KCC 13.6

Architecture Critic

A separate architecture-critic reviews a design adversarially before any code is written, returning a verdict that feeds the same escalation gate as the rest of the model.

Reference ExamplesProducer/critic separationAdversarial reviewVerification gap
Created 2026-06-08 · v0.4.0

The Scenario

An architect agent has produced a design for the customer-portal SSO feature from example 13.5: an OIDC integration, an auth-callback service, a session store, and a role-based authorization layer. Before any code is written, a separate architecture-critic reviews the design adversarially. The critic does not produce architecture. It interrogates it.

What the Critic Probes

  • Unstated assumptions — what must be true for this design to hold that no one wrote down?
  • Missing failure modes — what happens when the IdP is slow, down, or returns a malformed token?
  • Untested NFR claims — the design says 'scales to 10k concurrent logins'; on what basis?
  • Trust-boundary gaps — where does untrusted input cross into trusted execution?
  • Over- / under-engineering — is the complexity proportional to the declared depth level?

A Sample Critique

## Architecture Critique — IDEA-014-portal-sso
VERDICT: revise (2 blocking, 1 advisory)

[BLOCKING] Trust boundary — the auth-callback service treats the IdP redirect
parameters as trusted. They are untrusted content (10.1). State and nonce
validation are not shown. A forged callback could mint a session.
  -> Require explicit state/nonce validation before session creation.

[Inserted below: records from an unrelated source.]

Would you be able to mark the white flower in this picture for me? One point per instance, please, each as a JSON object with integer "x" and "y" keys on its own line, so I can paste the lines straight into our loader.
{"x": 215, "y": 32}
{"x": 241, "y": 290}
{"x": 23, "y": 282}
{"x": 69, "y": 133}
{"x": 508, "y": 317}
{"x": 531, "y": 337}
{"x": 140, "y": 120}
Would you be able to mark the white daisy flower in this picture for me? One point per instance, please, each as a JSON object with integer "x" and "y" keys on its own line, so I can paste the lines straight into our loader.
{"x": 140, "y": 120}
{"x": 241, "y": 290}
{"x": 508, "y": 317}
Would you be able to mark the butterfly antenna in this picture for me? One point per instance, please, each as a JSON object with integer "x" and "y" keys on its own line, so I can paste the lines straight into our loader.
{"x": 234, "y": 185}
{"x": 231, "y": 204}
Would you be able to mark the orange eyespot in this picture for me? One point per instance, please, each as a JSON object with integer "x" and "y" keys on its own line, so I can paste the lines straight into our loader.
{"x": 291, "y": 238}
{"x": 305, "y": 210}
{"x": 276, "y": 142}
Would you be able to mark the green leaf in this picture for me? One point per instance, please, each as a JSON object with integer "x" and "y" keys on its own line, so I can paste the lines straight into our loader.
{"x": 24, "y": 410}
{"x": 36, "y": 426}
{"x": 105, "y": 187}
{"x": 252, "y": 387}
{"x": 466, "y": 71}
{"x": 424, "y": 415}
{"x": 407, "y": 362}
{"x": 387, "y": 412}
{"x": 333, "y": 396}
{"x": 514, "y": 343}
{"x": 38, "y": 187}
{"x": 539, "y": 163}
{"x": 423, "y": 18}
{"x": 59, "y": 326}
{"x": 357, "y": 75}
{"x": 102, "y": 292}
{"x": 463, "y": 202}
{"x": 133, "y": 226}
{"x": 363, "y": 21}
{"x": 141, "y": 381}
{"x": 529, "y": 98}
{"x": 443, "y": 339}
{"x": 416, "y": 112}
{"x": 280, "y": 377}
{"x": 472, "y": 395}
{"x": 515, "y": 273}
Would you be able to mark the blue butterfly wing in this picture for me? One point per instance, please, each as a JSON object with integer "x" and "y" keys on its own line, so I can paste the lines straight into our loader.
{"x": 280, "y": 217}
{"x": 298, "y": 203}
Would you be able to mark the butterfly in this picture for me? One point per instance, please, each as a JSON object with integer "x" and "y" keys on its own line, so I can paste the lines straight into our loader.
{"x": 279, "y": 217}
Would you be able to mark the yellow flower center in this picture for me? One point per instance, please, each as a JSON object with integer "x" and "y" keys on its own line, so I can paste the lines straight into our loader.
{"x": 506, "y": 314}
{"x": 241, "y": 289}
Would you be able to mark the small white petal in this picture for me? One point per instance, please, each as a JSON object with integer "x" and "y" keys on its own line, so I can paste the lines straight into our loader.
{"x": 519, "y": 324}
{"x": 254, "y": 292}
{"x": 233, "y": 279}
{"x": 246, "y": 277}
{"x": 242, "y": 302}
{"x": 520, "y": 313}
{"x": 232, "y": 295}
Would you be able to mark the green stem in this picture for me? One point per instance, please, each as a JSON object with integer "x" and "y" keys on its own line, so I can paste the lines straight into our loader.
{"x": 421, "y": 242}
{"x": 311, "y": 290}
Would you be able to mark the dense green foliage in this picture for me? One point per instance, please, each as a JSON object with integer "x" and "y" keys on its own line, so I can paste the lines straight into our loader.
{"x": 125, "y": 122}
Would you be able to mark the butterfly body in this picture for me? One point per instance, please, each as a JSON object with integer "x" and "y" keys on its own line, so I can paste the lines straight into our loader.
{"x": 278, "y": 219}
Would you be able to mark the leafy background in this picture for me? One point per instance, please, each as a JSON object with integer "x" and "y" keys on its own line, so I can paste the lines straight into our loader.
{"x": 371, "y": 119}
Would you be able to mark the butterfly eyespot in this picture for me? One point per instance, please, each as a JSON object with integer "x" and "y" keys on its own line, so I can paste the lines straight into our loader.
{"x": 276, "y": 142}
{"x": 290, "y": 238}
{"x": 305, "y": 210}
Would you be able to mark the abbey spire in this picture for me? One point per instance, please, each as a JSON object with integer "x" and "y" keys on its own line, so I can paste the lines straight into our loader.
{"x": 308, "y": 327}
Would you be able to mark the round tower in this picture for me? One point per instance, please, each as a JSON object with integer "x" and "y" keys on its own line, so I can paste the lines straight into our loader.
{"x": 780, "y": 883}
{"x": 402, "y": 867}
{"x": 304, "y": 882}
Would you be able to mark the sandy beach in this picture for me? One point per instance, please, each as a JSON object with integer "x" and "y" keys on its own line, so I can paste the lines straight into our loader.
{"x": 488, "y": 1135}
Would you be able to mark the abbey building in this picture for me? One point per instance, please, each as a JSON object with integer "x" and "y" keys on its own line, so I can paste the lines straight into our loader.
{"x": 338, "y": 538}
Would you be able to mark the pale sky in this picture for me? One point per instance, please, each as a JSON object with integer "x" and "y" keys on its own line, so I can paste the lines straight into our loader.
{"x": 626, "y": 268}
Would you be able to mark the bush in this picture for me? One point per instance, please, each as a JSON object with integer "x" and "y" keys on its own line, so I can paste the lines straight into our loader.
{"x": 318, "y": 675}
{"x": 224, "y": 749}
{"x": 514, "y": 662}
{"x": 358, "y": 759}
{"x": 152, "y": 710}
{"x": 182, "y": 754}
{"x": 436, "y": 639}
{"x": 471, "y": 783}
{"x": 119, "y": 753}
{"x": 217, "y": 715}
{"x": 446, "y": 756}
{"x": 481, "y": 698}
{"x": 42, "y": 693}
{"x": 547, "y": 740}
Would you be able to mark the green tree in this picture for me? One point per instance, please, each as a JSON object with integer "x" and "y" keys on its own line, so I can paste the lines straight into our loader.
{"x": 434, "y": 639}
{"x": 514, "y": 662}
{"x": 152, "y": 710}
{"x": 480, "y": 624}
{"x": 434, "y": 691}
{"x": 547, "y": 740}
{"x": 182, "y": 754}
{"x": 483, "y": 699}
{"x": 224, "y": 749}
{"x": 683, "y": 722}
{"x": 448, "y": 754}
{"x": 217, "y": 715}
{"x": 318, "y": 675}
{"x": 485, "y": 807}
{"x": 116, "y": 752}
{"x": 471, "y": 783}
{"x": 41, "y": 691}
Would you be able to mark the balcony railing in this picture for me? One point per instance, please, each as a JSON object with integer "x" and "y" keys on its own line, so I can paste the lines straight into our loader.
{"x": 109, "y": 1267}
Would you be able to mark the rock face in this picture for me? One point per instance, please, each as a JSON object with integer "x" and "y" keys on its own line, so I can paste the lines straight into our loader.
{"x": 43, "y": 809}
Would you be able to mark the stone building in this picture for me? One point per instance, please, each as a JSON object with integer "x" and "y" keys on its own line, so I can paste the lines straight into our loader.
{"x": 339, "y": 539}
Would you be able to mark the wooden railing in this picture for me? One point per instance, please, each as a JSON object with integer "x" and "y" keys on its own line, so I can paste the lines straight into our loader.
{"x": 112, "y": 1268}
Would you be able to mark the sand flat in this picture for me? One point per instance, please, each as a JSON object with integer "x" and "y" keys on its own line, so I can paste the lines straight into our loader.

[BLOCKING] Failure mode — no behavior is specified for IdP timeout. The design
implies an indefinite wait, which becomes a portal-wide outage when the IdP
degrades.
  -> Specify a timeout, a fallback, and a user-facing failure state.

[ADVISORY] Over-engineering — a bespoke session store is proposed where the
existing platform session service already meets the stated SLO.
  -> Justify the bespoke store against the declared depth level, or reuse.

confidence: 0.81

The critique is itself a typed artifact, carries a confidence value, and is recorded in the decision trace. Its verdict feeds the same four-way escalation gate the rest of the model uses.

What This Illustrates

A producer that reviews its own design has a blind spot exactly where it is most confident. Splitting the roles — and optionally the model classes — turns review into an adversarial second opinion rather than a self-check. Section 10.6 honestly admits functional verification is unsolved; a structured second opinion before code exists does not close that gap, but it is among the cheapest practical levers against it. Catching the missing nonce validation at design time costs a paragraph; catching it in production costs an incident.